Afgoye hosts one of the biggest IDP settlements with a displaced population exceeding 300,000 people. Analyses indicate that the nutrition situation in Afgoye is critical, further complicated by the limited access because of the security situation.

Northern parts of Somalia are also hit hard by the deteriorating nutrition conditions, worsened by skyrocketing food prices and the devaluation of the Somali shilling. The urban poor and displaced are the most vulnerable populations, with thousands of families from the conflict-affected south forced to seek temporary refuge in the northern parts of the country.
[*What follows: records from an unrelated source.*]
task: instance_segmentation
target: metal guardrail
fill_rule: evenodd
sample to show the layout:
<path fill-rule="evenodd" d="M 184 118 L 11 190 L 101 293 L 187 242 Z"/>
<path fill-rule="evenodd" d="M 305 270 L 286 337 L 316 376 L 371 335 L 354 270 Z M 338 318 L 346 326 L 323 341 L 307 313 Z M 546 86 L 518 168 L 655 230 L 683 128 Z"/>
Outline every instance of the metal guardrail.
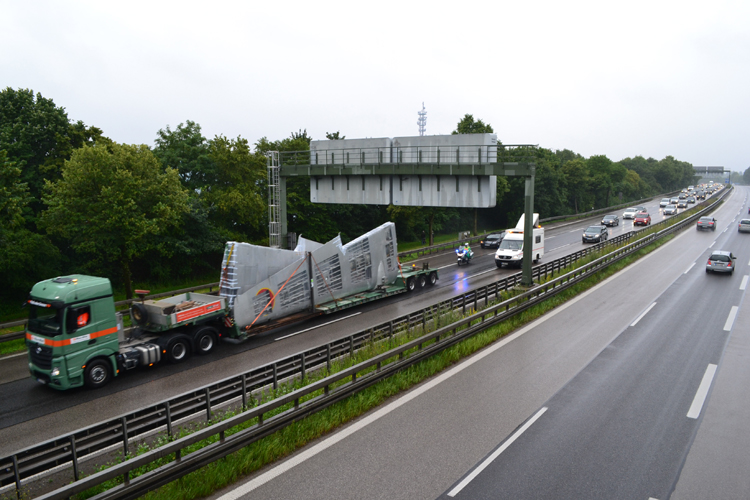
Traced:
<path fill-rule="evenodd" d="M 652 242 L 657 237 L 662 237 L 664 236 L 664 234 L 667 234 L 668 232 L 675 231 L 678 228 L 681 229 L 685 227 L 685 225 L 691 224 L 697 217 L 700 217 L 704 212 L 712 208 L 712 205 L 714 204 L 714 202 L 723 198 L 723 196 L 724 195 L 722 195 L 722 197 L 720 198 L 717 198 L 716 200 L 713 200 L 711 203 L 711 206 L 706 207 L 703 210 L 697 211 L 692 216 L 674 225 L 673 228 L 675 229 L 669 228 L 669 231 L 667 232 L 659 231 L 657 233 L 647 235 L 645 238 L 641 238 L 636 243 L 629 244 L 624 248 L 631 249 L 630 251 L 633 251 L 633 249 L 639 249 L 643 245 Z M 666 224 L 670 220 L 671 219 L 661 221 L 659 223 L 654 224 L 653 226 Z M 627 240 L 633 238 L 634 236 L 636 236 L 636 234 L 637 232 L 631 231 L 629 233 L 617 236 L 605 242 L 592 245 L 590 247 L 587 247 L 586 249 L 580 250 L 578 252 L 567 255 L 560 259 L 556 259 L 550 263 L 537 265 L 533 269 L 533 275 L 536 279 L 540 279 L 541 277 L 545 277 L 545 278 L 550 277 L 550 276 L 554 277 L 555 273 L 559 274 L 561 269 L 566 268 L 567 266 L 580 260 L 581 258 L 584 258 L 588 256 L 589 254 L 593 252 L 597 252 L 605 247 L 626 243 Z M 658 235 L 658 236 L 655 236 L 655 235 Z M 645 241 L 645 243 L 640 243 L 642 241 Z M 619 258 L 624 257 L 628 253 L 629 251 L 623 251 L 622 249 L 618 249 L 616 252 L 614 252 L 614 255 L 619 256 L 618 257 L 618 260 L 619 260 Z M 607 256 L 601 257 L 600 259 L 597 259 L 596 261 L 592 263 L 586 264 L 585 266 L 581 268 L 583 271 L 580 271 L 580 270 L 572 271 L 570 273 L 565 274 L 563 277 L 552 279 L 551 281 L 545 283 L 544 285 L 534 288 L 533 290 L 529 292 L 526 292 L 522 295 L 519 295 L 507 301 L 504 301 L 501 304 L 497 304 L 495 306 L 491 306 L 487 308 L 490 297 L 494 296 L 494 300 L 497 300 L 499 298 L 499 294 L 502 291 L 513 288 L 514 286 L 520 283 L 521 273 L 516 273 L 514 275 L 498 280 L 497 282 L 492 283 L 490 285 L 469 291 L 465 294 L 454 297 L 452 299 L 441 301 L 421 311 L 417 311 L 415 313 L 402 316 L 395 320 L 382 323 L 380 325 L 369 328 L 367 330 L 354 333 L 343 339 L 339 339 L 337 341 L 294 354 L 285 359 L 278 360 L 274 363 L 270 363 L 268 365 L 258 367 L 254 370 L 251 370 L 249 372 L 243 373 L 235 377 L 224 379 L 222 381 L 216 382 L 209 386 L 205 386 L 200 389 L 196 389 L 194 391 L 186 392 L 168 401 L 165 401 L 156 405 L 152 405 L 146 408 L 142 408 L 135 412 L 122 415 L 115 419 L 111 419 L 107 422 L 95 424 L 93 426 L 75 431 L 73 433 L 46 441 L 42 444 L 26 448 L 24 450 L 21 450 L 13 454 L 12 456 L 0 459 L 0 486 L 5 486 L 5 485 L 10 485 L 10 484 L 15 483 L 16 487 L 20 489 L 22 481 L 26 478 L 30 478 L 36 474 L 54 469 L 64 464 L 71 464 L 72 469 L 73 469 L 73 478 L 76 482 L 74 482 L 72 485 L 68 487 L 64 487 L 62 489 L 56 490 L 55 492 L 51 493 L 50 495 L 45 496 L 44 498 L 65 498 L 76 492 L 84 491 L 85 489 L 93 486 L 91 481 L 101 482 L 101 481 L 110 479 L 111 477 L 117 477 L 119 475 L 128 474 L 129 473 L 128 471 L 131 471 L 134 468 L 137 468 L 139 466 L 137 464 L 140 464 L 143 460 L 147 460 L 147 458 L 143 458 L 143 457 L 152 457 L 152 456 L 157 456 L 157 455 L 159 457 L 163 457 L 168 453 L 174 452 L 174 450 L 170 452 L 170 451 L 166 451 L 164 447 L 161 447 L 158 450 L 154 450 L 154 452 L 149 452 L 141 457 L 128 460 L 125 464 L 121 464 L 112 469 L 108 469 L 109 472 L 103 471 L 89 478 L 79 479 L 79 462 L 81 459 L 84 459 L 87 456 L 93 456 L 97 452 L 100 452 L 101 450 L 109 449 L 112 446 L 122 446 L 122 450 L 124 454 L 127 455 L 128 451 L 130 450 L 130 445 L 132 441 L 138 440 L 139 438 L 142 439 L 144 436 L 148 435 L 149 433 L 153 433 L 156 430 L 165 430 L 168 436 L 172 438 L 173 426 L 175 425 L 176 422 L 180 420 L 184 420 L 186 418 L 191 418 L 191 417 L 195 418 L 196 416 L 200 414 L 204 414 L 206 421 L 210 421 L 213 412 L 216 411 L 217 408 L 221 406 L 226 406 L 227 404 L 231 402 L 236 402 L 237 404 L 241 404 L 243 408 L 247 407 L 248 395 L 252 394 L 253 391 L 262 389 L 264 387 L 277 388 L 280 381 L 283 381 L 285 379 L 289 379 L 292 377 L 301 377 L 304 379 L 305 376 L 311 370 L 320 369 L 323 366 L 330 369 L 331 362 L 335 360 L 336 358 L 341 357 L 341 356 L 348 356 L 352 354 L 354 351 L 356 351 L 357 349 L 360 349 L 363 346 L 371 342 L 378 342 L 381 340 L 385 340 L 401 330 L 411 329 L 411 328 L 415 328 L 419 326 L 424 327 L 428 323 L 432 323 L 433 325 L 436 325 L 439 322 L 439 318 L 441 314 L 444 314 L 445 312 L 448 312 L 448 311 L 461 310 L 462 313 L 465 314 L 467 309 L 476 311 L 479 309 L 480 306 L 483 306 L 486 308 L 482 310 L 481 312 L 473 314 L 471 316 L 471 318 L 473 319 L 468 319 L 468 318 L 463 319 L 457 323 L 443 327 L 442 329 L 439 329 L 436 332 L 428 334 L 426 336 L 427 337 L 426 339 L 425 337 L 422 337 L 420 339 L 420 342 L 416 344 L 414 343 L 416 341 L 409 343 L 408 345 L 411 345 L 412 347 L 404 348 L 404 346 L 402 346 L 402 347 L 397 348 L 395 351 L 389 351 L 389 354 L 384 355 L 385 357 L 383 357 L 382 359 L 383 360 L 390 359 L 394 356 L 402 357 L 404 353 L 412 349 L 414 345 L 419 347 L 418 352 L 421 352 L 421 353 L 432 352 L 430 349 L 424 348 L 423 344 L 425 344 L 426 342 L 432 341 L 432 339 L 435 339 L 435 343 L 440 344 L 442 346 L 444 342 L 441 341 L 440 339 L 446 331 L 453 332 L 451 338 L 458 338 L 456 337 L 456 332 L 462 327 L 462 325 L 469 325 L 471 324 L 472 321 L 475 321 L 477 318 L 481 319 L 480 326 L 482 327 L 482 329 L 486 328 L 490 324 L 494 324 L 494 323 L 490 323 L 488 320 L 488 314 L 490 312 L 493 313 L 493 317 L 499 317 L 500 319 L 507 317 L 507 314 L 510 311 L 520 312 L 521 309 L 519 309 L 519 307 L 521 307 L 524 300 L 526 299 L 530 300 L 530 297 L 549 296 L 550 293 L 554 291 L 556 287 L 559 288 L 560 285 L 566 282 L 566 280 L 570 279 L 570 278 L 565 278 L 565 276 L 575 277 L 575 276 L 579 276 L 583 274 L 585 274 L 586 276 L 590 275 L 590 273 L 588 273 L 586 270 L 593 269 L 593 267 L 591 266 L 593 266 L 594 263 L 596 262 L 611 261 L 611 257 L 609 257 L 611 255 L 613 254 L 608 254 Z M 505 312 L 502 312 L 501 309 L 505 309 Z M 473 328 L 475 327 L 471 327 L 470 330 Z M 439 332 L 443 332 L 443 333 L 439 333 Z M 461 338 L 463 337 L 461 336 Z M 380 359 L 380 357 L 378 357 L 378 359 Z M 417 358 L 415 358 L 414 355 L 410 355 L 408 356 L 408 359 L 417 359 Z M 381 373 L 381 372 L 382 373 L 395 373 L 395 371 L 402 369 L 402 366 L 399 364 L 389 364 L 387 369 L 383 368 L 380 361 L 377 362 L 377 364 L 378 364 L 378 367 L 375 373 Z M 367 361 L 357 366 L 359 368 L 354 367 L 349 370 L 345 370 L 344 372 L 333 375 L 331 376 L 332 378 L 329 377 L 325 379 L 325 380 L 328 380 L 328 382 L 324 384 L 323 386 L 321 386 L 321 387 L 327 388 L 326 396 L 323 398 L 323 400 L 325 401 L 325 405 L 323 405 L 322 407 L 328 406 L 332 404 L 333 402 L 339 400 L 340 398 L 345 397 L 344 394 L 348 395 L 348 393 L 340 392 L 337 389 L 337 391 L 339 392 L 336 392 L 335 394 L 340 395 L 340 397 L 331 396 L 330 394 L 331 391 L 329 390 L 329 388 L 330 388 L 330 385 L 334 383 L 335 381 L 340 381 L 347 377 L 352 377 L 353 382 L 352 384 L 350 384 L 351 386 L 364 388 L 368 385 L 368 384 L 365 384 L 365 385 L 362 384 L 361 382 L 362 379 L 357 378 L 357 373 L 367 369 L 368 367 L 372 367 L 374 365 L 370 363 L 370 361 Z M 370 380 L 372 375 L 368 375 L 368 377 L 370 378 L 368 378 L 367 380 Z M 360 382 L 357 382 L 357 380 L 360 380 Z M 372 383 L 374 383 L 375 379 L 372 378 L 372 380 L 373 380 Z M 321 383 L 323 382 L 322 381 L 318 382 L 310 387 L 318 387 Z M 233 417 L 227 422 L 235 422 L 235 421 L 238 421 L 237 419 L 242 420 L 240 418 L 242 416 L 245 416 L 243 417 L 245 420 L 250 419 L 250 418 L 255 418 L 256 416 L 260 416 L 262 419 L 262 415 L 264 413 L 267 413 L 275 408 L 278 408 L 279 405 L 286 404 L 286 403 L 282 403 L 282 401 L 284 402 L 295 401 L 295 408 L 303 408 L 303 410 L 301 411 L 309 413 L 310 411 L 312 411 L 313 403 L 306 402 L 304 405 L 300 405 L 299 399 L 303 397 L 304 395 L 311 393 L 310 387 L 300 389 L 300 391 L 302 392 L 295 391 L 294 393 L 292 393 L 292 394 L 297 394 L 295 398 L 289 399 L 291 395 L 284 396 L 283 398 L 279 400 L 271 401 L 258 408 L 247 410 L 243 412 L 241 415 L 238 415 L 237 417 Z M 320 398 L 316 398 L 313 401 L 317 401 L 319 399 Z M 295 409 L 295 411 L 297 411 L 297 409 Z M 294 418 L 298 418 L 298 417 L 294 417 Z M 274 430 L 276 430 L 276 427 L 274 426 L 280 425 L 280 423 L 283 423 L 283 422 L 292 421 L 294 420 L 294 418 L 282 417 L 282 416 L 274 417 L 273 426 L 269 426 L 266 423 L 256 426 L 257 427 L 256 430 L 258 431 L 258 433 L 253 435 L 251 441 L 243 441 L 244 444 L 242 444 L 242 446 L 246 446 L 250 442 L 260 439 L 260 437 L 263 437 L 273 432 Z M 198 434 L 192 434 L 191 436 L 193 437 L 188 436 L 186 438 L 178 439 L 174 441 L 175 444 L 170 444 L 169 446 L 170 447 L 176 446 L 177 450 L 181 450 L 184 446 L 187 446 L 190 443 L 194 443 L 194 442 L 204 439 L 204 437 L 197 437 L 197 436 L 203 436 L 206 433 L 208 433 L 207 435 L 216 435 L 217 433 L 219 433 L 221 435 L 220 443 L 226 443 L 228 441 L 227 441 L 226 436 L 224 435 L 224 432 L 226 429 L 229 429 L 234 425 L 237 425 L 237 424 L 232 423 L 231 425 L 229 425 L 229 424 L 225 424 L 224 422 L 222 422 L 221 424 L 213 424 L 210 427 L 210 429 L 199 431 Z M 217 429 L 220 429 L 220 430 L 217 430 Z M 244 436 L 247 433 L 248 431 L 243 431 L 241 434 Z M 234 439 L 235 438 L 232 438 L 232 442 L 234 442 Z M 179 443 L 179 444 L 176 444 L 176 443 Z M 209 448 L 216 447 L 216 446 L 217 445 L 211 445 L 211 447 Z M 223 448 L 222 450 L 226 451 Z M 222 453 L 224 453 L 224 451 L 222 451 Z M 154 453 L 156 453 L 156 455 L 154 455 Z M 231 452 L 227 452 L 227 453 L 231 453 Z M 221 455 L 221 456 L 225 456 L 227 453 L 224 453 L 224 455 Z M 193 457 L 193 455 L 194 454 L 191 453 L 190 457 Z M 198 455 L 196 455 L 196 457 L 197 456 Z M 182 462 L 186 464 L 188 463 L 188 461 L 185 459 L 182 459 Z M 190 459 L 190 463 L 194 463 L 192 458 Z M 205 465 L 205 463 L 208 463 L 208 462 L 200 462 L 200 463 L 202 465 Z M 196 466 L 196 467 L 199 467 L 199 466 Z M 177 471 L 177 470 L 183 470 L 183 469 L 181 467 L 175 466 L 171 470 Z M 190 470 L 194 470 L 194 469 L 190 469 Z M 96 478 L 96 479 L 92 479 L 92 478 Z M 171 481 L 171 479 L 169 480 Z M 94 484 L 99 484 L 99 483 L 94 483 Z M 160 484 L 165 484 L 165 483 L 160 483 Z M 154 486 L 153 484 L 151 484 L 149 487 L 154 487 Z M 129 496 L 122 496 L 121 498 L 129 498 Z"/>
<path fill-rule="evenodd" d="M 712 204 L 713 205 L 713 204 Z M 708 207 L 710 208 L 710 207 Z M 81 493 L 89 488 L 98 486 L 105 481 L 113 480 L 118 477 L 123 477 L 123 483 L 111 488 L 110 490 L 97 495 L 95 498 L 99 500 L 103 499 L 124 499 L 124 498 L 136 498 L 140 495 L 145 494 L 148 491 L 153 490 L 159 486 L 165 485 L 175 479 L 178 479 L 185 474 L 195 471 L 209 463 L 212 463 L 220 458 L 226 457 L 227 455 L 238 451 L 239 449 L 266 437 L 273 432 L 289 425 L 290 423 L 303 418 L 311 413 L 320 411 L 338 401 L 349 397 L 362 389 L 365 389 L 376 382 L 383 380 L 404 368 L 411 366 L 423 359 L 428 358 L 440 352 L 447 347 L 450 347 L 465 338 L 468 338 L 475 333 L 478 333 L 489 326 L 499 323 L 500 321 L 517 314 L 523 310 L 532 307 L 533 305 L 545 300 L 546 298 L 555 295 L 570 286 L 580 282 L 583 279 L 591 276 L 596 271 L 604 269 L 609 265 L 627 257 L 631 253 L 640 250 L 644 246 L 652 243 L 653 241 L 660 239 L 667 234 L 671 234 L 684 227 L 691 225 L 693 221 L 700 217 L 704 212 L 708 211 L 708 208 L 698 211 L 691 217 L 667 227 L 661 231 L 646 235 L 643 238 L 638 239 L 636 242 L 625 245 L 624 247 L 618 248 L 615 251 L 600 257 L 588 264 L 581 266 L 578 269 L 565 273 L 557 278 L 553 278 L 543 285 L 537 286 L 528 292 L 522 293 L 516 297 L 505 300 L 498 304 L 488 306 L 481 311 L 475 312 L 468 317 L 465 317 L 457 322 L 437 328 L 435 331 L 423 335 L 418 339 L 412 340 L 404 345 L 389 350 L 386 353 L 375 356 L 367 361 L 357 364 L 356 366 L 345 369 L 341 372 L 335 373 L 324 379 L 307 385 L 303 388 L 290 392 L 289 394 L 283 395 L 272 401 L 264 403 L 260 406 L 247 409 L 246 411 L 230 417 L 227 420 L 221 422 L 215 422 L 211 426 L 198 430 L 190 435 L 171 441 L 157 449 L 148 451 L 142 455 L 131 457 L 127 461 L 120 464 L 114 465 L 106 470 L 97 472 L 89 477 L 77 480 L 76 482 L 59 488 L 47 495 L 40 498 L 43 499 L 63 499 L 70 497 L 71 495 Z M 655 224 L 666 224 L 667 221 L 662 221 Z M 628 234 L 632 234 L 628 233 Z M 626 235 L 622 235 L 622 239 Z M 619 238 L 619 237 L 618 237 Z M 596 245 L 599 248 L 617 244 L 617 238 L 613 238 L 608 242 L 604 242 Z M 593 251 L 592 248 L 587 249 L 588 251 L 581 251 L 577 253 L 587 254 Z M 572 256 L 567 256 L 565 259 L 569 262 L 573 262 Z M 558 259 L 562 260 L 562 259 Z M 553 272 L 554 267 L 564 267 L 562 263 L 554 261 L 553 263 L 541 266 L 537 266 L 536 276 L 542 275 L 542 269 L 546 268 L 546 272 Z M 552 267 L 552 269 L 550 269 Z M 482 287 L 478 290 L 469 292 L 462 296 L 461 303 L 463 307 L 466 307 L 467 300 L 472 301 L 473 306 L 478 305 L 481 295 L 485 300 L 485 305 L 488 304 L 487 300 L 491 293 L 488 293 L 493 289 L 497 294 L 498 285 L 501 282 L 505 282 L 506 286 L 508 282 L 516 282 L 520 273 L 500 280 L 492 285 Z M 482 293 L 482 291 L 484 293 Z M 473 297 L 471 297 L 473 295 Z M 496 295 L 497 296 L 497 295 Z M 453 300 L 455 302 L 455 299 Z M 438 306 L 437 310 L 440 310 Z M 431 314 L 425 316 L 425 309 L 421 312 L 421 323 L 424 325 L 426 322 L 439 321 L 439 317 L 435 313 L 435 308 L 431 308 Z M 415 315 L 419 318 L 420 313 Z M 411 319 L 409 320 L 411 324 Z M 419 321 L 415 322 L 417 325 Z M 476 323 L 476 324 L 475 324 Z M 437 326 L 437 325 L 436 325 Z M 389 334 L 393 332 L 393 325 L 391 323 Z M 363 332 L 360 332 L 362 334 Z M 364 337 L 360 337 L 359 346 L 364 345 L 366 342 L 372 342 L 374 338 L 374 331 L 372 329 L 364 332 Z M 382 337 L 381 337 L 382 338 Z M 349 337 L 348 346 L 344 346 L 344 349 L 349 350 L 349 353 L 355 349 L 354 336 Z M 330 344 L 329 344 L 330 345 Z M 306 351 L 309 352 L 309 351 Z M 314 367 L 322 367 L 324 363 L 330 363 L 330 348 L 327 351 L 328 358 L 325 359 L 322 356 L 315 358 L 306 359 L 305 353 L 300 353 L 301 356 L 299 361 L 299 367 L 301 369 L 301 376 L 304 378 L 305 367 L 312 369 Z M 278 376 L 277 365 L 273 365 L 273 375 Z M 267 368 L 267 367 L 266 367 Z M 362 372 L 366 372 L 360 375 Z M 248 374 L 243 374 L 240 377 L 233 377 L 224 381 L 218 382 L 211 386 L 207 386 L 202 390 L 196 391 L 192 397 L 188 398 L 192 401 L 192 406 L 199 410 L 205 411 L 207 418 L 210 419 L 212 404 L 224 403 L 231 400 L 242 400 L 243 407 L 247 404 L 247 392 L 249 390 L 249 384 L 247 381 Z M 335 387 L 334 387 L 335 386 Z M 197 397 L 197 400 L 195 399 Z M 305 399 L 310 398 L 310 399 Z M 283 411 L 277 415 L 274 415 L 268 419 L 264 419 L 264 415 L 267 413 L 281 410 L 283 407 L 293 404 L 293 408 Z M 188 405 L 189 406 L 189 405 Z M 173 406 L 169 402 L 165 403 L 161 407 L 151 407 L 148 410 L 148 415 L 151 417 L 149 421 L 147 415 L 141 415 L 142 427 L 150 427 L 151 429 L 158 427 L 167 427 L 168 432 L 171 431 L 170 415 L 172 415 Z M 245 424 L 252 419 L 258 419 L 257 423 L 252 427 L 245 430 L 238 431 L 234 434 L 228 435 L 234 427 L 241 424 Z M 149 421 L 149 424 L 145 424 Z M 103 432 L 112 432 L 117 434 L 119 432 L 119 440 L 124 444 L 125 451 L 127 452 L 127 442 L 130 437 L 130 427 L 126 417 L 122 417 L 119 422 L 114 422 L 113 429 L 101 429 Z M 216 439 L 218 438 L 218 439 Z M 109 439 L 112 439 L 111 437 Z M 182 450 L 185 450 L 189 446 L 200 443 L 204 440 L 214 439 L 213 444 L 207 445 L 199 450 L 191 451 L 190 454 L 183 456 Z M 58 446 L 60 444 L 65 445 L 66 450 L 70 449 L 65 453 L 60 452 L 60 459 L 67 461 L 76 460 L 76 449 L 80 450 L 80 446 L 76 447 L 75 436 L 61 438 L 58 440 Z M 163 460 L 164 457 L 174 454 L 176 457 L 174 460 L 166 465 L 160 466 L 159 468 L 144 474 L 137 478 L 130 478 L 130 473 L 140 467 L 152 464 L 156 460 Z M 13 457 L 13 466 L 16 464 L 24 463 L 22 458 L 19 458 L 19 454 Z M 3 469 L 6 468 L 6 463 L 0 463 Z M 74 470 L 77 468 L 74 467 Z M 77 474 L 77 472 L 76 472 Z M 76 478 L 77 479 L 77 478 Z"/>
In Bossaso IDP camps, where about 28,000 people are located, global acute malnutrition rates have been recorded at 23.3 per cent, well above the rate of 15 per cent which is considered to constitute an emergency. Glakayo and Garowe IDP camps have also recorded very critical global acute malnutrition rates.

Starting in August and throughout the remainder of the year, UNICEF and partners will provide rations of 10 kilos of UNIMIX a month per child to approximately 7,500 under-five children in Bossaso IDP camps, as well as to children in Garowe and Galkayo camps, combined with a therapeutic feeding programme for severely malnourished children.